Penyelenggara pemilu diharapkan bekerja dengan sebaik-baiknya dalam menyelenggarakan pesta demokrasi agar menghasilkan pemimpin yang bermartabat. “Kita tidak mau bupati, gubernur atau caleg yang kita pilih nantinya kena OTT KPK hanya dalam satu bulan, atau dalam satu tahun menjadi tersangka kejaksaan,” harap Muhammad.
Muhammad menegaskan bahwa semua penyelenggara pemilu memiliki andil dalam melahirkan sebuah pemimpin. Kemudian dia pun mengisahkan pengalamannya saat turun ke sebuah daerah saat Pemilu 2014 silam. Saat itu, ia menemukan seorang Calon Legislatif (Caleg) yang sudah memiliki niat curang.
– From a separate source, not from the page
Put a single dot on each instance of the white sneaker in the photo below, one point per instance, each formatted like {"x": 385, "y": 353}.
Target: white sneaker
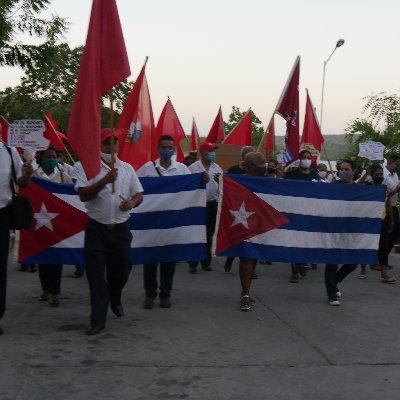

“Bolehlah calon lain menang di TPS, tapi nanti kita lihat siapa nanti yang dilantik,” ujarnya menirukan perkataan Caleg tersebut.
Menurut Muhammad, hal ini sangat mengganggunya sehingga ia pun menginstruksikan kepada Bawaslu Provinsi untuk mengawasi segala gerak-gerik Caleg tersebut. Ia menambahkan, tugas KPU, Bawaslu dan DKPP adalah memastikan semua pihak yang mendapatkan suara terbanyak di TPS sebagai pihak yang dilantik.
“Enggak boleh si A menang di TPS, tapi si B menang di kecamatan, lalu berubah si C yang menang, terakhir si D yang syukuran. Kalau cara seperti itu dibiarkan, lalu bagaimana masyarakat yang sudah mempercayakan kepada anda sebagai pengawas,” tegas Muhammad.
Penyelenggara Pemilu Ad Hoc Bagian Dari Masalah?
Masih dalam forum, Ketua Bawaslu periode 2012−2017 ini menyesalkan pandangan miring yang menyudutkan penyelenggara pemilu di tingkat ad hoc sebagai bagian dari masalah.
Penyelenggara di tingkat ad hoc selalu dituduh sebagai bagian dari yang menghadirkan masalah. Pokoknya, sebenarnya Pemilu tidak bermasalah tapi begitu ada penyelenggara ad hoc Pemilu atau Pilkada jadi masalah, itu karena penyelenggara adhoc ini yang banyak berperan di lapangan.
Prof. Muhammad mengingatkan bahwa tidak mudah untuk mendapatkan kepercayaan menjadi seorang penyelenggara pemilu. Dia pun bertanya-tanya apa dasar orang-orang itu menuduh penyelenggara ad hoc sebagai sumber masalah. Cara orang menuduh yang tajam dan cenderung ‘nyelekit’ dengan mengatakan bahwa karena ad hoc sehingga cara berpikirnya juga ad hoc.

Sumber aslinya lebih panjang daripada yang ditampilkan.